28/01/2016

Follow the money !

L’argent est la source et la solution des problèmes dont souffre le monde.

Aussi pathétique que cette affirmation puisse paraître, elle correspond, objectivement, à la réalité. Les citoyens semblent accepter fatalement certaines réalités, particulièrement en matière de finances publiques et de prestations sociales, qu'ils pourraient changer en tant qu'électeurs.

http://bhubacher.blog.tdg.ch/archive/2015/12/03/la-dette-... 

Nous vivons dans une société ouverte et disposons d'un accès libre à l’information sans précédent. Toutefois, on a l’impression que le public a rarement été aussi mal informé. Il lit, dans la presse, que l'état manque d'argent et doit réduire ses prestations, et que c'est la faute à la dette. Il voit les entreprises délocaliser parce que les actionnaires gagnent plus en Hongrie et le conseil fédéral qui regrette, mais comprend. Il constate que le chômage augmente parce que les salaires sont trop élevés en comparaison internationale. Cela arrange ceux qui profitent du statu quo. « There is no alternative » disait la premier ministre britannique Margaret Thatcher il y a trente ans or il suffit de consulter internet pour constater que « There is ». Des changements de paradigme s’annoncent, notamment aux Etats-Unis, mais aussi au Canada, en Grande-Bretagne, en Espagne et au Portugal, mais, la presse de ce pays ne s’en est pas encore aperçue.

Ou peut-être que si ? Cette semaine le quotidien zurichois « Tagesanzeiger », qui commence à se montrer soudainement plus combatif (que lui arrive donc ?), publie un article sur les placements de la Banque Nationale Suisse, notre manufacture de CHF à nous, sous le titre « Umstrittene Investitionen der Nationalbank ».

On sait que la BNS détient une grande quantité de monnaies étrangères, notamment en euros, qu’elle a amassé  dans un effort désespéré de maintenir une parité de change définie. Elle devrait d’ailleurs continuer à le faire, car, selon l’économiste Joseph Stiglitz, la conséquence de ces interventions, l’augmentation du bilan, ne pose pas problème.

D'après les « Directives générales de la Banque nationale suisse (BNS) sur la politique de placement » sur son site internet http://www.snb.ch/fr/ la BNS est autorisé d’investir une partie de ses réserves en actions.

« 3.2 Actions

…de même, elle renonce à investir dans des entreprises qui produisent des armes prohibées par la communauté internationale, qui violent massivement des droits humains fondamentaux ou qui causent de manière systématique de graves dommages à l’environnement. »

Le « Tagesanzeiger » base son article sur le rapport annuel de la fondation PAX « Don’t bank on the bomb » qui révèle que la BNS a investi en 2015 CHF 600 mio dans 14 sociétés qui produisent des armes nucléaires, tendance à la hausse, dont les américains « Northrop », « Grumman » et « Raytheaon ». Les investissements d’UBS et Crédit Suisse dans ce domaine s’élèvent à USD 5,1 mia et USD 1,4 mia respectivement.

En réponse à une lettre ouverte, adressée au conseil de surveillance de la BNS par le groupement GSoA (Suisse sans armée), celui-ci affirme que « ses décisions d’investissement se basent sur l’analyse de sociétés de conseils externes » sans préciser lesquels et d’après quels critères.

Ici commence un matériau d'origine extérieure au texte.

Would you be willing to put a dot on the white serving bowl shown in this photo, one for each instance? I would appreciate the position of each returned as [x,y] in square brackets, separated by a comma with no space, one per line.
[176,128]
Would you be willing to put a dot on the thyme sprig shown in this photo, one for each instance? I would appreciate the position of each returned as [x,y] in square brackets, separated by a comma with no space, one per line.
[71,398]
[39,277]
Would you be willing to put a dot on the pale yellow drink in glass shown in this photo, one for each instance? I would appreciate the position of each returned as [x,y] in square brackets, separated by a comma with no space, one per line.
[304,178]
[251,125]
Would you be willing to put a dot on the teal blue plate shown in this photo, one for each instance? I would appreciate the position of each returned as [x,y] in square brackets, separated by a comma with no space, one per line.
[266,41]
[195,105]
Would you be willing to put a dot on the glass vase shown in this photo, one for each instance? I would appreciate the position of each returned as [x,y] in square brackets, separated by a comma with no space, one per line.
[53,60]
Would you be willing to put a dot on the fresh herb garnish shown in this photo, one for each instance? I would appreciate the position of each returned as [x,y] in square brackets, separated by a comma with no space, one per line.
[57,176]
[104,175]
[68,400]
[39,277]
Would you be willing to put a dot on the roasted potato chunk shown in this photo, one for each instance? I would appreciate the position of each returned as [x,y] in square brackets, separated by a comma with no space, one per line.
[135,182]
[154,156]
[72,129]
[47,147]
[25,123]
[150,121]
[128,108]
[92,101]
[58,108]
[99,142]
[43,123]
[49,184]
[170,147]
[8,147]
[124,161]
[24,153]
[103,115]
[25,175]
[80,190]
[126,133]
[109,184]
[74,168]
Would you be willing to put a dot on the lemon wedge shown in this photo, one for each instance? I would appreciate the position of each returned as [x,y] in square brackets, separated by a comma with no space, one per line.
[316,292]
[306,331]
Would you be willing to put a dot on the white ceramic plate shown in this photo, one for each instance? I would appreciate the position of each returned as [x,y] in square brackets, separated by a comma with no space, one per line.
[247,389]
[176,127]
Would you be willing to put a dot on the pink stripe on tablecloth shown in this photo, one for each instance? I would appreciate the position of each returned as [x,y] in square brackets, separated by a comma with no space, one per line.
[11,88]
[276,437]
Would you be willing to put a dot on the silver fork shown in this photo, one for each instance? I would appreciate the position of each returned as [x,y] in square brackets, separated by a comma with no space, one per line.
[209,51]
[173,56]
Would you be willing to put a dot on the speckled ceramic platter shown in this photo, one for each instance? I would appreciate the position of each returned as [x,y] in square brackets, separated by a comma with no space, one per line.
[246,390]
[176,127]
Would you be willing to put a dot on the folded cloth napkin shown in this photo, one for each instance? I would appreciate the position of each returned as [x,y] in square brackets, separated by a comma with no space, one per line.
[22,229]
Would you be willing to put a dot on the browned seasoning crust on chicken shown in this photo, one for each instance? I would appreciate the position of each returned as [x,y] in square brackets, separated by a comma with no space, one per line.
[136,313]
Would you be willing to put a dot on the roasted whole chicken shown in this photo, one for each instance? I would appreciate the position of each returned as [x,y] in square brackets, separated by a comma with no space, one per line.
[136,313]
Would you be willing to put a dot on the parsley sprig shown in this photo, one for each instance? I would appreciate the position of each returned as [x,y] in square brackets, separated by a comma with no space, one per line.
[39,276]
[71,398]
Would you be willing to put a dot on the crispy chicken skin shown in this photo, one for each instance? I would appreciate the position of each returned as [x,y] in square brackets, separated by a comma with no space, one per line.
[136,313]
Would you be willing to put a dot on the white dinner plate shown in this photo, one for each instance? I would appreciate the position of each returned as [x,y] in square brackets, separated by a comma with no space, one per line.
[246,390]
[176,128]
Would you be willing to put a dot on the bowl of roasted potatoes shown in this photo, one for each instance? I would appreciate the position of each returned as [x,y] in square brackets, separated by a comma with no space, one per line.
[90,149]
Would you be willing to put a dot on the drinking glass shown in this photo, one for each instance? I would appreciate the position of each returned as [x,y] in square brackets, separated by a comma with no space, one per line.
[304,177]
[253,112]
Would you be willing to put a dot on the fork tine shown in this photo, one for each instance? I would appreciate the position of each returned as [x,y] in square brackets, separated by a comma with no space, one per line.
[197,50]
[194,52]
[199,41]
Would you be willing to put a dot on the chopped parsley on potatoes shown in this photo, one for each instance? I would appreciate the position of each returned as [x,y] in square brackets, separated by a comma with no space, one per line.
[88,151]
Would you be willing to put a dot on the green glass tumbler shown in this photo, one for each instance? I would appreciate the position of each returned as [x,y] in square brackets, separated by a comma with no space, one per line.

Conclusion: L’argent que la BNS et les banque privées, telles qu’UBS et Crédit Suisse, fabriquent du néant, avec la bénédiction de l’état, peut en effet servir à des fins destructives ou constructives.

La politique d'investissement de la Banque Nationale Suisse est en fin de compte aussi un choix politique. Faisons de la politique fiction: Le législateur suisse change les « Directives générales de la Banque nationale suisse (BNS) sur la politique de placement » et lui donne le mandat de recycler les EUR que la Banque Centrale Européenne déverse sur les marchés, dans sa tentative désespérée de relancer l’économie et de créer un peu d’inflation dans l'économie réelle. Elle décrète que la partie des réserves en euros, réservés aux investissements en actions, soient réinvesti exclusivement en Europe d’après le modèle de la Banque Européenne d'Investissement, une institution financière, presqu'oubliée, des états membres de l’Union Européenne, créé en 1957 avec le « Traité de Rome ». Son but est le financement de  « projets » au sein de la « Union Européenne ». En 1994, la BEI crée le « Fond Européen d’Investissement » spécialisé dans « l’amélioration de la croissance économique, la réduction du chômage dans l’Union Européenne et le soutient des PME par l’apport de fonds propres à des fonds de capital-risque ».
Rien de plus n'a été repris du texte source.